And I'm so grumpy. Grumpy enough that I worry that I'm going to make future husband not want to marry me, which makes me even more stressed and even more grumpy and I end up caught in a cycle of grumpiness and eating too damn much. It's so stupid. I know that drinking water helps me. I like drinking water. I'm very weird in that I prefer it at room temperature, but I can happily drink 3l of it a day. When I'm stressed I drink fizzy juice instead. That's bad. Similarly, I know that knocking the stress out in the gym is a good thing. I like the gym when I get there. I feel great afterwards. When I'm stressed, I can't make myself go.
I've got a few days off to relax and chill. I'm munching the yummy cupcakes delivered by my cupcake maker yesterday. When she said she'd make us up a couple of designs so we could decide what we want, I thought she'd bring 4, not 12. And errrm, when she delivered them, she interupted us having a bit of intimate couple time, and I had to answer the door in my dressing gown at 2pm and she totally knew. Blush and cringe. Why do people always come to the door when we're having sex? At least it wasn't as bad as the time his mum came around, midway through an impromptu couch session and I thought it was door to door sales so just hid under a blanket, and then she came in and stayed for ages and I was sweltering under the blanket, saying I couldn't get up cause I'd hurt my back.

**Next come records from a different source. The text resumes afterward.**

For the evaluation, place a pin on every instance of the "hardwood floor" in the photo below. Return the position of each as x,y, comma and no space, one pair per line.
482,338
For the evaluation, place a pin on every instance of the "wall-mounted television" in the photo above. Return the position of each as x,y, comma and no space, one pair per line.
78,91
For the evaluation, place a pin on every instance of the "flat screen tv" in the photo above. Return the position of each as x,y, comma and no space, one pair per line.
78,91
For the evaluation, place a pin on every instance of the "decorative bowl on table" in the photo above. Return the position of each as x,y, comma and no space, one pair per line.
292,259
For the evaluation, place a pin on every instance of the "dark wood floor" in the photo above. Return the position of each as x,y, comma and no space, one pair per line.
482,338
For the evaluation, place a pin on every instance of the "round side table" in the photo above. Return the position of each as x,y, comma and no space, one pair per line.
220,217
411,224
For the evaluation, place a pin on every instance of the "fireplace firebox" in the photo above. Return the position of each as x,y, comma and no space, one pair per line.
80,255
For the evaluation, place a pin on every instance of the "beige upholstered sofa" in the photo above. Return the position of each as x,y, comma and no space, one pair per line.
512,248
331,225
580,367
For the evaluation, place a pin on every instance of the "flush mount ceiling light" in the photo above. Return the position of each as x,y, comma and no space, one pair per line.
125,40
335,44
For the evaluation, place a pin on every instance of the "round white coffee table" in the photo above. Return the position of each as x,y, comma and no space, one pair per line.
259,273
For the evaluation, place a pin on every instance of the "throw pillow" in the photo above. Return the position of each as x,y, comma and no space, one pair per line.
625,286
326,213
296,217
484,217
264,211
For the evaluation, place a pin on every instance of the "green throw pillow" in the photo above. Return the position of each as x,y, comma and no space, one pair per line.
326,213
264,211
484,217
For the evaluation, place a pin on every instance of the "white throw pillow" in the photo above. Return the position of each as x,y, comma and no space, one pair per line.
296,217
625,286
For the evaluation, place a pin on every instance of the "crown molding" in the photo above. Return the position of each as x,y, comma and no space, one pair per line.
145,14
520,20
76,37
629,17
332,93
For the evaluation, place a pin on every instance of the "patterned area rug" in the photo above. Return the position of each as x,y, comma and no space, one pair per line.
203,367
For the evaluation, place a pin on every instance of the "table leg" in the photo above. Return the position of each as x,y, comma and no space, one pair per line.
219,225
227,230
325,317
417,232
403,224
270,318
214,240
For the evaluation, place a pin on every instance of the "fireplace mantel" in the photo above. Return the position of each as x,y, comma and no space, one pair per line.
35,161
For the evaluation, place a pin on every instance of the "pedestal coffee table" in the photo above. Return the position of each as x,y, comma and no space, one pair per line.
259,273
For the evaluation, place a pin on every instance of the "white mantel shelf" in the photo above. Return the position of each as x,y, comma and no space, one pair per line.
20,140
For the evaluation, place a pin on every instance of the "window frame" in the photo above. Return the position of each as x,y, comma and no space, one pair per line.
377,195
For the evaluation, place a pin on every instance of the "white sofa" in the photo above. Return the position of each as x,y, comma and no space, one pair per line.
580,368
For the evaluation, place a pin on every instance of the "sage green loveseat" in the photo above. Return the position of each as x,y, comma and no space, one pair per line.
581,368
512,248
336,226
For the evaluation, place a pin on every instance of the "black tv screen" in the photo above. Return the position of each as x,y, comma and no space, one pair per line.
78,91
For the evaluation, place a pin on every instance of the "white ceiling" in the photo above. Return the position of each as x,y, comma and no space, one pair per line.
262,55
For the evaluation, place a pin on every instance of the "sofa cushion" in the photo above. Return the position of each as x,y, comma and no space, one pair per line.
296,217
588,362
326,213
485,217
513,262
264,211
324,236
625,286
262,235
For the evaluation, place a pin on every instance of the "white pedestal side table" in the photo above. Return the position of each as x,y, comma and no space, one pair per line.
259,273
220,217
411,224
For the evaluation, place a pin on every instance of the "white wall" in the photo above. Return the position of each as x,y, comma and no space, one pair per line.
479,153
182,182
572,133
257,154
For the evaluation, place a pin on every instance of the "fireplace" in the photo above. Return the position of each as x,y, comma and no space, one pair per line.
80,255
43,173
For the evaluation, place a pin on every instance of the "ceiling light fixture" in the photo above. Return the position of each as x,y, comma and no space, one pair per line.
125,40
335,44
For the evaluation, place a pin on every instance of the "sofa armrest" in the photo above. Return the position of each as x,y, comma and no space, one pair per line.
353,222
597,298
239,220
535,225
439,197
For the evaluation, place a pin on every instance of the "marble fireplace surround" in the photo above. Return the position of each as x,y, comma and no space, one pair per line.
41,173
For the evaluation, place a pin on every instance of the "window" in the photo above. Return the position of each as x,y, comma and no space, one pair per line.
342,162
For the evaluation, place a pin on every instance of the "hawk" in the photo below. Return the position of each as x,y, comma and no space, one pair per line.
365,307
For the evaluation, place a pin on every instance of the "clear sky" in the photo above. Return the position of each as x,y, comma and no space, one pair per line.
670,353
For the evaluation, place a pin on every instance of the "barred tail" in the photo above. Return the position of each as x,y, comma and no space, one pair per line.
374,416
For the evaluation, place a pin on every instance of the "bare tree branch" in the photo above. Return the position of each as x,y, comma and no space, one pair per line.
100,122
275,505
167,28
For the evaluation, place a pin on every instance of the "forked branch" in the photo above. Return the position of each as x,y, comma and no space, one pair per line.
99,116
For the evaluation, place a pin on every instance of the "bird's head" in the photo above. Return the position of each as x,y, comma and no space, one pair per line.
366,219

We've finally got the invitations back, written, addressed (well, those that I'm not waiting for people to get back to me with addresses on ), and the postal ones have been posted. The others are waiting to be hand-delivered as soon as future husband decides he wants to get off his cute bottom and deliver them.
I'm annoyed with the
Days til the wedding: 73 (how did it get to be July already?)
Level of madness: High (but only cause of stupid venues increasing prices and making me feel like an idiot).